The new South Health Campus of Alberta Health Services has developed guidelines and is increasing the number of staff trained to take on a “family liaison” role at a moment’s notice, “so that whenever a code is called or whenever a patient gets into a trouble and is going through a resuscitation, the family can remain present,” said Joanne Ganton, manager of patient and family-centred care.
“The role of a family liaison is to assess the family — do they want the option? Some families may say, ‘No, get me out of here.’ Others may say, ‘Yes, I want to stay,’ ” Ms. Ganton said.
Children’s hospitals have long allowed parents to be present during resuscitation attempts, and numerous organizations, including the American Heart Association and the Canadian Association of Critical Care Nurses support giving all families the option. Shutting families out of the room denies them a chance “to face death with a loved one,” the nurses group says, and to say goodbye.

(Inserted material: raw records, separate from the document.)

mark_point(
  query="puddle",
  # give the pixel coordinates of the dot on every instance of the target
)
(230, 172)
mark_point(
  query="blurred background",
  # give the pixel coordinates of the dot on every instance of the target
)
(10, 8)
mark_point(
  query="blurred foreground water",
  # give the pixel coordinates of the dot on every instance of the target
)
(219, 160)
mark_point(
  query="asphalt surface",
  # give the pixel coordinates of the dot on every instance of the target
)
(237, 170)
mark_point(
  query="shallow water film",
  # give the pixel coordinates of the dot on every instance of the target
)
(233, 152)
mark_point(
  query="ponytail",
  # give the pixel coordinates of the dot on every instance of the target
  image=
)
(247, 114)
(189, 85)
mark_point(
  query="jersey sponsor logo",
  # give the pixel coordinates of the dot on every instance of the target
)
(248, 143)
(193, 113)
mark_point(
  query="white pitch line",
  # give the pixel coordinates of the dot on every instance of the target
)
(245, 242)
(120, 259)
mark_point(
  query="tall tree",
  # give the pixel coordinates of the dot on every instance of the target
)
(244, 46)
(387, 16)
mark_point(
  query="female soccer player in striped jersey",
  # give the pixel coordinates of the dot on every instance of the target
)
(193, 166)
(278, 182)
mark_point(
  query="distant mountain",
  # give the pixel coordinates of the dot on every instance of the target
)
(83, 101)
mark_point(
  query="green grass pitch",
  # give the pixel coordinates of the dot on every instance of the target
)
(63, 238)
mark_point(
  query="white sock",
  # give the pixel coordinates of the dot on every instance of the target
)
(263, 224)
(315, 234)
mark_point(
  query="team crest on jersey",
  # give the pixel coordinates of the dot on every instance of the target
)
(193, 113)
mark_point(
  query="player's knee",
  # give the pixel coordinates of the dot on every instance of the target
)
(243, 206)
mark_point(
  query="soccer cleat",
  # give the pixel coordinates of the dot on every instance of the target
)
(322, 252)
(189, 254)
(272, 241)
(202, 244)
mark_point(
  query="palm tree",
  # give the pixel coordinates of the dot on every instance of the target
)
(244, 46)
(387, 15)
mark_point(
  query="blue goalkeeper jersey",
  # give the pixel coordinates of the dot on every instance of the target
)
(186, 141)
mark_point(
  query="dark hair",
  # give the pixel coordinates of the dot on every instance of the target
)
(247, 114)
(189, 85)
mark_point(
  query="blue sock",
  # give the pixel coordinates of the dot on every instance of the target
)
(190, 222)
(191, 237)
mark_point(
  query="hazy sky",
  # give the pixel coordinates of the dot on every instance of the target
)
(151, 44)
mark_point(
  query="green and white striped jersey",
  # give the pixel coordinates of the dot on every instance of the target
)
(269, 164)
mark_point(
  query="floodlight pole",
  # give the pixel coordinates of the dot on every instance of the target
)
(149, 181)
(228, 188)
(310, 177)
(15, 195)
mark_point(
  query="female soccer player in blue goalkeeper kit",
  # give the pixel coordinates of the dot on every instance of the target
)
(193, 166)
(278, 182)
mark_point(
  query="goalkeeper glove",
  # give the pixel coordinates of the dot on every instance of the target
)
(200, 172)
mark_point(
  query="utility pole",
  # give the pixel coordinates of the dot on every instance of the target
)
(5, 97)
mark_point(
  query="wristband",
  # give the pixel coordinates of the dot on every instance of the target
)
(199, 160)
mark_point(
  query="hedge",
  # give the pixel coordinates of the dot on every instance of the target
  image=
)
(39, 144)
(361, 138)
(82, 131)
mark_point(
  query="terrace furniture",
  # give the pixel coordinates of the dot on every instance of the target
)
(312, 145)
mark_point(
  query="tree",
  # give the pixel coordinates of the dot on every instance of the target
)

Many hospitals have begun informally including families in resuscitations on a case-by-case basis. “What we did here was put it into writing that this is something that we’re going to try to do as often as we can,” said Colin Del Castilho, an emergency physician at Calgary’s South Health Campus.
“You’re there so patients can feel your presence, your voice, your touch,” added Ms. Ganton, who will be presenting her hospital’s experience with family witnessed resuscitation at the 6th International Conference on Patient- and Family-Centre Care in Vancouver Thursday.
“Families are provided with constant information so they know what’s going on at all times.”